Quelle tristesse. The poor man. How will he live with himself? And what will he tell the boys, and poor Kathryn? The Blair breakfast table must have been a stomach-churning place last Wednesday morning as Tony tried to soften the blow of these terrible findings on three young innocents, now racked with confusion and pain. "Hey. Look kids, I know its not easy for you. Hey, it's hard for me too. In fact, it's going to be hard for all of us. But the fact is that only 60 per cent think I've got lots of personality, and we're just going to have to learn to live with that." How their stoic little faces must have creased with anguish as he told them of the 17 per cent drop in his "understands people like me" score. How heavy must his heart have been as he then trudged the solemn corridors to the office, alone with his political mortality.

The thing to understand about this year's "state of the nation" poll is that the numbers which say interesting things about Blair relate to 12 months ago. His current ratings are those of a very successful, but normal, politician. Last year's figures told the story of a weird, messianic figure who had come down to Earth to save Britain from greyness in general and the Tories in particular. After 16 months in office, the public now knows that if you prick Blair he bleeds. He is not the man they thought he was, but nobody could have been.
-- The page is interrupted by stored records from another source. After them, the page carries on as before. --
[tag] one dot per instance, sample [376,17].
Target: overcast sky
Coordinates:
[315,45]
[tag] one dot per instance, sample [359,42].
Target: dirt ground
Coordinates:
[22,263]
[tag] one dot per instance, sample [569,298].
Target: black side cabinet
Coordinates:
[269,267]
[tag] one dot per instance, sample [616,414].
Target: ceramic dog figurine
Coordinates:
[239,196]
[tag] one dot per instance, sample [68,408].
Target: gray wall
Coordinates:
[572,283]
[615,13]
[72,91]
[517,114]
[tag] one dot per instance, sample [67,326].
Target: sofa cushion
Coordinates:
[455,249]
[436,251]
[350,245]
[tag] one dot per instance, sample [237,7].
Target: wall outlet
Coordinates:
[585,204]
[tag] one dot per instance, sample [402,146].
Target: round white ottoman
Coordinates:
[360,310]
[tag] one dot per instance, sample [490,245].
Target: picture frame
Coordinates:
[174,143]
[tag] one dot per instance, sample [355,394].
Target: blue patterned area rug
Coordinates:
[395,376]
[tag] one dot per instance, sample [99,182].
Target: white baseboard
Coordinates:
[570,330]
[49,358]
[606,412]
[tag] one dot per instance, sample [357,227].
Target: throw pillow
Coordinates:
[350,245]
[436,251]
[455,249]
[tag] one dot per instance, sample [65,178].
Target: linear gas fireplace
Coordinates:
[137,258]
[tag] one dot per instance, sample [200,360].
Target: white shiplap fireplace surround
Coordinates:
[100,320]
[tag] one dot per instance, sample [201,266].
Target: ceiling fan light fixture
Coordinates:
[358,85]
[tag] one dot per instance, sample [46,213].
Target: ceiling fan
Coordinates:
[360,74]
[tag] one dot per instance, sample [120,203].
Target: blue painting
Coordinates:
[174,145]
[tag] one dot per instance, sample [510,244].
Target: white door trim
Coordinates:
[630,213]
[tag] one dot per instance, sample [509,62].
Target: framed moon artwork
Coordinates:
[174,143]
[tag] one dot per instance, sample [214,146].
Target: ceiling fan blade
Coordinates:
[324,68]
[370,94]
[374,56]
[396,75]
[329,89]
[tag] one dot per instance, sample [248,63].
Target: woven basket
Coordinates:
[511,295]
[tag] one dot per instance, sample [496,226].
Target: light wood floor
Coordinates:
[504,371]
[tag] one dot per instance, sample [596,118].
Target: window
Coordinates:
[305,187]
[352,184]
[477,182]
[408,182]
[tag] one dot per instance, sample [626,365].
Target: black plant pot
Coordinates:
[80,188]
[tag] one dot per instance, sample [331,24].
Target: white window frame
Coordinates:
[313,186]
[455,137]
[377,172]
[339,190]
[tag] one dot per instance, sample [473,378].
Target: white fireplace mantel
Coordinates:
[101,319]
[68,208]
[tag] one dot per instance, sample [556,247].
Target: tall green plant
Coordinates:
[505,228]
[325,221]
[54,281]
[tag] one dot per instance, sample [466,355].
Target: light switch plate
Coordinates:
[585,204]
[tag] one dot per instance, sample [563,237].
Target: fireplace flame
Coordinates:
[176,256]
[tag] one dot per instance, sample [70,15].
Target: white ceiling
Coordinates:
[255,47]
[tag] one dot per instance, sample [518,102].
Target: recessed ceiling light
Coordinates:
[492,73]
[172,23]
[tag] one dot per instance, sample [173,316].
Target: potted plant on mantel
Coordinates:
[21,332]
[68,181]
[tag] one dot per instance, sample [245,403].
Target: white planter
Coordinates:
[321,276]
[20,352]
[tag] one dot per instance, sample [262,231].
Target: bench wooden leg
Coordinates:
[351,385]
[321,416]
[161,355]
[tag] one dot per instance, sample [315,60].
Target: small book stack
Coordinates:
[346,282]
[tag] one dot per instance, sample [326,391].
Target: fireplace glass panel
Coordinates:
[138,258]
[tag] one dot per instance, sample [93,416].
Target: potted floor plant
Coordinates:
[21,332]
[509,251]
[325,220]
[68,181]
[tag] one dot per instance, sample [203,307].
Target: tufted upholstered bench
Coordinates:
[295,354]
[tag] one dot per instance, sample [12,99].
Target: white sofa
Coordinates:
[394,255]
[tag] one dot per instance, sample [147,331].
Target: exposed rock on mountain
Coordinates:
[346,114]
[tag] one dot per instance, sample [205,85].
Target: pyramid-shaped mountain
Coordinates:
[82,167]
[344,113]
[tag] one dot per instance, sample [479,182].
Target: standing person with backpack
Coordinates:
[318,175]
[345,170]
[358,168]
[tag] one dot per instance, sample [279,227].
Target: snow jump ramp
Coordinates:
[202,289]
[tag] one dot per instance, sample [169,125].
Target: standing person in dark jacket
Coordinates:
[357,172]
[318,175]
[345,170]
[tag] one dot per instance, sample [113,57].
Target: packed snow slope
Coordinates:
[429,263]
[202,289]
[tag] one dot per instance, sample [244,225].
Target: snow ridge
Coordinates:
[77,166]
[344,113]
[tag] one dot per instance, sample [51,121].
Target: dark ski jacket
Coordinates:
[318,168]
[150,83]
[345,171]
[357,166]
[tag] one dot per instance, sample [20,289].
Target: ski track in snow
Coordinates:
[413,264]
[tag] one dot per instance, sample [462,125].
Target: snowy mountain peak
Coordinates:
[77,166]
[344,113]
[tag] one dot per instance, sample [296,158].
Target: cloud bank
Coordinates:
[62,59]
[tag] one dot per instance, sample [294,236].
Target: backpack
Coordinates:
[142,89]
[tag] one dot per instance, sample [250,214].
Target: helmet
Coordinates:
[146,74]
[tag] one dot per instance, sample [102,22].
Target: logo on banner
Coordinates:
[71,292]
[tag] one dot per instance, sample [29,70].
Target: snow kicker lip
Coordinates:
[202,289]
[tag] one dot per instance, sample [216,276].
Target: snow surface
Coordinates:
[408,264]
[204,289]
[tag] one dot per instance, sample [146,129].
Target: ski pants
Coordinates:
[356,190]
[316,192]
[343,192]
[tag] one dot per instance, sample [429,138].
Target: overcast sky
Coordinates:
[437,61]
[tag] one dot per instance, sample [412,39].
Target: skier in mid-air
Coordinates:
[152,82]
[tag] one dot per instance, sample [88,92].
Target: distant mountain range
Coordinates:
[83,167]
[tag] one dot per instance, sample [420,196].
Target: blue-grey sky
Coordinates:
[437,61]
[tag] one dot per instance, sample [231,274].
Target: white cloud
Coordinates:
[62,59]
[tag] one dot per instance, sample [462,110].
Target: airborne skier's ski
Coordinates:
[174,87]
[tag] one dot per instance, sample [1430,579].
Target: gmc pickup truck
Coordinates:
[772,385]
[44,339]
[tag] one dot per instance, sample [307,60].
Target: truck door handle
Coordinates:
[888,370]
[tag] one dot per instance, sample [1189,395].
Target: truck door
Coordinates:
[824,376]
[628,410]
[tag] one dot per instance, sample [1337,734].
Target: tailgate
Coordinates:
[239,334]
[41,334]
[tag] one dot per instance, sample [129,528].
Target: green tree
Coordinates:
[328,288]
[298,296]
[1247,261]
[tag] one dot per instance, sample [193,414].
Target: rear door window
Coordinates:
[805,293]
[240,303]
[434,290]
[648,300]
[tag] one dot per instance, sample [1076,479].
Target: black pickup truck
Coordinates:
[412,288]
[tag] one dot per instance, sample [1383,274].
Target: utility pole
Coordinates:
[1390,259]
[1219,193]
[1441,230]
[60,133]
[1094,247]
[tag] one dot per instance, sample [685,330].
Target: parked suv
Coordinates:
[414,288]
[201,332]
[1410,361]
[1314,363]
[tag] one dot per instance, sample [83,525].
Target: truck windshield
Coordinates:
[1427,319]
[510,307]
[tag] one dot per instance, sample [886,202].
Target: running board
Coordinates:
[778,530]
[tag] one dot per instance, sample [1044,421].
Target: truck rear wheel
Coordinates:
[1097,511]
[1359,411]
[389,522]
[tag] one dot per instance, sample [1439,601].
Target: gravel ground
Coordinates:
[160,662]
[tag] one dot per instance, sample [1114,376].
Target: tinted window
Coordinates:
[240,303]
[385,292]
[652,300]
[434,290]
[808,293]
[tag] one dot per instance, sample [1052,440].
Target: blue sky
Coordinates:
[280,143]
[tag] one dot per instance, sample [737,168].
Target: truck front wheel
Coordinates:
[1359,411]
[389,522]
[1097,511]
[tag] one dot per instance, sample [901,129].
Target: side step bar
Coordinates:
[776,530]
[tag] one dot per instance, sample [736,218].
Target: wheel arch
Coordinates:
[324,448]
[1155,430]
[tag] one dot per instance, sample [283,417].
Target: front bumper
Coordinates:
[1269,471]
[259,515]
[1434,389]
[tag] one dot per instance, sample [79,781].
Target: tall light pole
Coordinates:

Mr Blair's relocation to the mainstream of political life is a good thing for democracy, and for Labour. It is not healthy at the best of times for either a nation or a party to be led by such a popular politician, and Blair is particularly unsuited to be the object of consistent adulation. During his short (15-year) political career his tendency to believe that he is right on a particular subject because he is so clever (and intuitive) has grown in proportion to his increasing success. It is quite natural that Mr Blair should have proceeded by means of what David Hume called induction. As he consistently perceived himself to be making good judgements and thereby gaining advancement, so it came to seem increasingly plausible that he would be right in the future. Blair identifies being right as what management theorists would call one of his core competencies.

It is not necessarily wrong to think like that. There is much evidence that Blair does have good, though not perfect, judgement. But one cannot help but think that an 80 per cent approval rating is a dangerous thing to be lurking in the back of such a mind.

Not that one can say so with utter conviction, because the mind of Tony Blair is an unusually mysterious thing. In 1982 the rightful author of this column published a minor journalistic masterpiece, Brief Lives. The most startling thing about the 29 pen portraits of which it consists - apart from the idiosyncratic but exemplary prose style - is the way Alan Watkins (for it was he) uses trivia to illuminate his subjects. For example, Watkins mentions, entirely out of context, Lady Violet Bonham- Carter's unusual habit of speaking to Roy Jenkins. "Lady Violet used to address him not as `Roy', `Mr Jenkins' or whatever but as `Mr Roy Jenkins', as in `Mr Roy Jenkins, I believe I left my book in the other room. Would you be so kind as to fetch it for me?' "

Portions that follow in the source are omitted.